Venice gives the green light to the "tourist toll" amid protests: each visitor will pay five euros

INTERNATIONAL / By Luis Moreno

The City Council of Venice (northeast Italy) approved this Tuesday the payment of “an access contribution”, a kind of tourist toll at the entrance to the city, which will be 5 euros for visitors in order to discourage daily tourism of masses starting next spring.

The approval of this rate has been involved in a controversy due to which the municipal plenary session has been interrupted on several occasions due to the agitated protest of some two hundred people gathered at the City Hall headquarters, the Ca' Farsetti, against the measure.

Venice, which receives nearly 30 million tourists a year, will thus become the first city in the world to establish this toll, which comes after UNESCO declared last July that it was going to propose the inclusion of the municipality on the list of heritage in danger, since the measures adopted by the Italian State to protect the city and its lagoon were “insufficient” and “must be expanded.”

“Venice is an open and free city, and as such it will always remain. We have decided to act and we are starting an experimentation, a pioneer in the world, to safeguard Venice after years of immobility,” justified its mayor, the conservative Luigi Brugnaro, on his social networks.

The tax, which will be implemented starting in the spring of 2024, will be imposed in the first phase of testing only on the 30 days with the highest tourist influx of the year, local media reported.

The vote had 24 votes in favor and 12 against during a tense session in which hundreds of protesters against the measure, which had been being debated since 2019, interrupted.

As indicated on the municipal website, “the resolution establishes the guidelines for the introduction of a new management system for tourist flows, with the definition of general principles, exclusions, exemptions, controls and sanctions, through a multi-channel platform and multilingual that will be available soon”.

“Discourage daily tourism”

The objective “is to discourage daily tourism at certain times, in line with the delicacy and uniqueness of the city,” highlights the City Council, which specifies that the access fee “must be paid by any natural person, over 14 years of age, who accesses the city”, except residents, workers and students.

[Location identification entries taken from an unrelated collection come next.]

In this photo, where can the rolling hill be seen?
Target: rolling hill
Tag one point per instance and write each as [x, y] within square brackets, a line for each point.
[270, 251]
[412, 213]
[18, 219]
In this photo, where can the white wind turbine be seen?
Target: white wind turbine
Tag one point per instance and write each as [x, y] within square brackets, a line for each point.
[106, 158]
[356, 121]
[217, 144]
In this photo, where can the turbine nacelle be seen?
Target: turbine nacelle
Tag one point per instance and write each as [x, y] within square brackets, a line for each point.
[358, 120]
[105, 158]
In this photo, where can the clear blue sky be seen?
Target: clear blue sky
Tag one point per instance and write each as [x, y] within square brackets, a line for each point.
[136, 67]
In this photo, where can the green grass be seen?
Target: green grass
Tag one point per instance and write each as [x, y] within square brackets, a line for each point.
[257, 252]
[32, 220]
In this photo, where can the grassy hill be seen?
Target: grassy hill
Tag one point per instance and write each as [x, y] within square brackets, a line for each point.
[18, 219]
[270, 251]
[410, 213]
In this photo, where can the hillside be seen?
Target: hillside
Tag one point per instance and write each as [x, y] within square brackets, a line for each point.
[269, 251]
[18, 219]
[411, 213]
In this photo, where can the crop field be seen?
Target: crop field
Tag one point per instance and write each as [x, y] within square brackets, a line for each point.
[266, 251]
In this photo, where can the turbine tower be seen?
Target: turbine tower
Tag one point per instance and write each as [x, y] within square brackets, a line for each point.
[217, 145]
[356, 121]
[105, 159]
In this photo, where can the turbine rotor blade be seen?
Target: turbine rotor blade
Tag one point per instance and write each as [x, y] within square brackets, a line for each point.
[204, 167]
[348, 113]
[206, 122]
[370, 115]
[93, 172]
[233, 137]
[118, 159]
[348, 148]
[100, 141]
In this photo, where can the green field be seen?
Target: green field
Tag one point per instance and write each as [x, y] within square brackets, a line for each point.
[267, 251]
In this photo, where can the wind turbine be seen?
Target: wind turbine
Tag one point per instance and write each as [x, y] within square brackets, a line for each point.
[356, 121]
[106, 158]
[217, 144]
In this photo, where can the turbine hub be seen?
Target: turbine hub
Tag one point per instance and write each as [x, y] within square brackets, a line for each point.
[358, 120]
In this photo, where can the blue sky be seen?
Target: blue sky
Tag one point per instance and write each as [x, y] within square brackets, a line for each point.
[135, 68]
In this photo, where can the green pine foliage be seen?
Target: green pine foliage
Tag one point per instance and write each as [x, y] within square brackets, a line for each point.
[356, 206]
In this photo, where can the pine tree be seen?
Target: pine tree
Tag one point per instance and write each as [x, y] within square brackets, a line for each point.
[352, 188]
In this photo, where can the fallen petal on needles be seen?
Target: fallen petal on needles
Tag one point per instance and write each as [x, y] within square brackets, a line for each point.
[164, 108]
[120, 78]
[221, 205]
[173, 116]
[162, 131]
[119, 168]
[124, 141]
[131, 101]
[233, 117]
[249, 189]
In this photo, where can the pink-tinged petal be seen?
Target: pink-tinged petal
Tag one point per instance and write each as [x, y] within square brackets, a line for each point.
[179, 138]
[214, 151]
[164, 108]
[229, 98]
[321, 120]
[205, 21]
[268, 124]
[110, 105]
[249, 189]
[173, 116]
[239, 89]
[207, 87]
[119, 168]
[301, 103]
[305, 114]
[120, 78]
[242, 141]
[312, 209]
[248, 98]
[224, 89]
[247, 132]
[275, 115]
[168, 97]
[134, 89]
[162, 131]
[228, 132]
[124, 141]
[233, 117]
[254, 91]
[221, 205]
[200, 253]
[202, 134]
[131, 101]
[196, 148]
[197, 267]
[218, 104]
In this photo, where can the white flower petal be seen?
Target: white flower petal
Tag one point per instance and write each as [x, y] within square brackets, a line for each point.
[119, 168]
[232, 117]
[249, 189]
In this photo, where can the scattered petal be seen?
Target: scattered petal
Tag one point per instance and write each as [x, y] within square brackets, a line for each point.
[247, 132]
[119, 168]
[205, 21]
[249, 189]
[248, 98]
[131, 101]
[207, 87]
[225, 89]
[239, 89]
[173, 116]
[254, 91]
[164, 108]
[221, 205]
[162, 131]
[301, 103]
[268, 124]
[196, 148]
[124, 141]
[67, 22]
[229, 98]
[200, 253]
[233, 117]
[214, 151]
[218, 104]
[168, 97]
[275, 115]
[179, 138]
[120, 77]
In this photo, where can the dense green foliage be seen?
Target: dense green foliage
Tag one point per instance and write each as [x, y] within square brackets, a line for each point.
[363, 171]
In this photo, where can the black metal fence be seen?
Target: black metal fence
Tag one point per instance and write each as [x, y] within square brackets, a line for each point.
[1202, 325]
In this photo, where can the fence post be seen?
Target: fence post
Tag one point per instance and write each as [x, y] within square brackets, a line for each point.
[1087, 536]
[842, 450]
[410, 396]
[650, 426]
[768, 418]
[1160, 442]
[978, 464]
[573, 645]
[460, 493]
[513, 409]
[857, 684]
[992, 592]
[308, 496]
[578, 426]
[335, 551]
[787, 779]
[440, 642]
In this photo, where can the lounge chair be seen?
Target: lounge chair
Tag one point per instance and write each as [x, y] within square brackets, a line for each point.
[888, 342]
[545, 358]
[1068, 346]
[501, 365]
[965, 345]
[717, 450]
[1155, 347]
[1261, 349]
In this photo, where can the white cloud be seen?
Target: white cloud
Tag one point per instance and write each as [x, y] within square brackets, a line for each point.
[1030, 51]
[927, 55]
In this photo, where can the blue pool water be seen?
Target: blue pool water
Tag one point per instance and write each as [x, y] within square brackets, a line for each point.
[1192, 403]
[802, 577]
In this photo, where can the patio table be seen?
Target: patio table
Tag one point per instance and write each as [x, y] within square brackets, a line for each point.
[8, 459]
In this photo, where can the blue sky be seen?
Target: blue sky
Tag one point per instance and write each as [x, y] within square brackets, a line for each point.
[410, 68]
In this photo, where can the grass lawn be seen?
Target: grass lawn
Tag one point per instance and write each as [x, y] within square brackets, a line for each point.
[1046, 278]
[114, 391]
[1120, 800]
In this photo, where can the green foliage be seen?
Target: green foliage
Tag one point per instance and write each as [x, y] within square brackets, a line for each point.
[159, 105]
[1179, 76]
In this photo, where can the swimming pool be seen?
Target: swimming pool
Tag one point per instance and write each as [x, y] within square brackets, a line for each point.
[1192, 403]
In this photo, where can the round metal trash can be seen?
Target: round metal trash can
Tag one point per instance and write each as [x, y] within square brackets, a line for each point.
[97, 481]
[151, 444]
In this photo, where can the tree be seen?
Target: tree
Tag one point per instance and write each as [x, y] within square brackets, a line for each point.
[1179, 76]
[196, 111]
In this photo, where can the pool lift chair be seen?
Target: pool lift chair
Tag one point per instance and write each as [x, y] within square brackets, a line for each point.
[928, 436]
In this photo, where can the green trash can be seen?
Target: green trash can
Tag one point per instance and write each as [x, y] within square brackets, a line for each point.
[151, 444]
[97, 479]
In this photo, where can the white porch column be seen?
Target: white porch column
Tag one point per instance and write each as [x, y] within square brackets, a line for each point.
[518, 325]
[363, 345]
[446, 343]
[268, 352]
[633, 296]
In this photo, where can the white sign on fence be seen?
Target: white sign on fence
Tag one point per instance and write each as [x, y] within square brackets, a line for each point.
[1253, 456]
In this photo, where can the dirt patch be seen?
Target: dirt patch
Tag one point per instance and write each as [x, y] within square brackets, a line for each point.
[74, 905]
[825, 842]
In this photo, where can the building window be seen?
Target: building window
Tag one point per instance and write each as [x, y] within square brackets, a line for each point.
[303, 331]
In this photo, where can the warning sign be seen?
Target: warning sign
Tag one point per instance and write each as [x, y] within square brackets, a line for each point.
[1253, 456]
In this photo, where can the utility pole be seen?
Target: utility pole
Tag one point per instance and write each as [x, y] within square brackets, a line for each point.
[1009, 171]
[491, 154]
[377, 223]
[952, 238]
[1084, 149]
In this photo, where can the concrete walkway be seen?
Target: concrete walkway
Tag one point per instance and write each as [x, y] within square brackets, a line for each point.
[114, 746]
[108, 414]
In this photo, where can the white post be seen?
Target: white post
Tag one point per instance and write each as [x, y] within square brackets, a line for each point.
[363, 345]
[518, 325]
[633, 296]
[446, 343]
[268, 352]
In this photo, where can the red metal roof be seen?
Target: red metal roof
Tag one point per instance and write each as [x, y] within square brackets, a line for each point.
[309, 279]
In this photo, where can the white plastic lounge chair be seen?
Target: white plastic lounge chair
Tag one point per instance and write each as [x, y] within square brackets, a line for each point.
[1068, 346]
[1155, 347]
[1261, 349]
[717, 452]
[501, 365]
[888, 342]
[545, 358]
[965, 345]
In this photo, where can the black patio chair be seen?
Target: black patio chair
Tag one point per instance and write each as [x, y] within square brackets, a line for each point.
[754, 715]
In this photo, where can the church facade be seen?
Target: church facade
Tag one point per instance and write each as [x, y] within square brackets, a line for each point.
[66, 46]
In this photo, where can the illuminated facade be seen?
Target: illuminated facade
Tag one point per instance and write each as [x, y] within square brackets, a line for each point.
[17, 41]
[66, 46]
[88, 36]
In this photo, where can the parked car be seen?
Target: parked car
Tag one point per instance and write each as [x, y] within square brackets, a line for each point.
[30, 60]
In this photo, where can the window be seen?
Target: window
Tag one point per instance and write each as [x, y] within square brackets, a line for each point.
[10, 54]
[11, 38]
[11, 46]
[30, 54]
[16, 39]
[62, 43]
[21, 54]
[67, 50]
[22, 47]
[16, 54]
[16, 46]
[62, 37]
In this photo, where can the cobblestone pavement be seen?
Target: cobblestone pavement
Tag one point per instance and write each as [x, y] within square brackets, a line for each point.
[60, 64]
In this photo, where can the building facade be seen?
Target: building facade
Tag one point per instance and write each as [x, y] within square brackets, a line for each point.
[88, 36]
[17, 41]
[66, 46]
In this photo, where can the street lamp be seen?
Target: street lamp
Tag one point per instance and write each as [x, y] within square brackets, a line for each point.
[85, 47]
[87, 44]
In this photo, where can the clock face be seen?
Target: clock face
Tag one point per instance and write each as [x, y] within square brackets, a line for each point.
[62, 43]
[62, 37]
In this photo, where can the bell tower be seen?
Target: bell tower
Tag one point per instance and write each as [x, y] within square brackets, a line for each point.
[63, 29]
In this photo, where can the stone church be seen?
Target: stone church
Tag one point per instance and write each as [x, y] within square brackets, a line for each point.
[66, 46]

Also exempt are tourists spending the night in the city, residents of the Veneto region, people in need of care, participants in sports competitions, law enforcement officers on duty and relatives of residents.

On July 31, UNESCO announced that it was going to propose the inclusion of Venice on the list of heritage in danger, since the measures adopted by the Italian State to protect the city and its lagoon were “insufficient” and “must be enlarged”.

The UNESCO Heritage Center considered mass tourism, renovation projects and climate change to be one of the main threats to the Italian city, as they damage the structures of buildings and urban areas, degrading its cultural and social identity.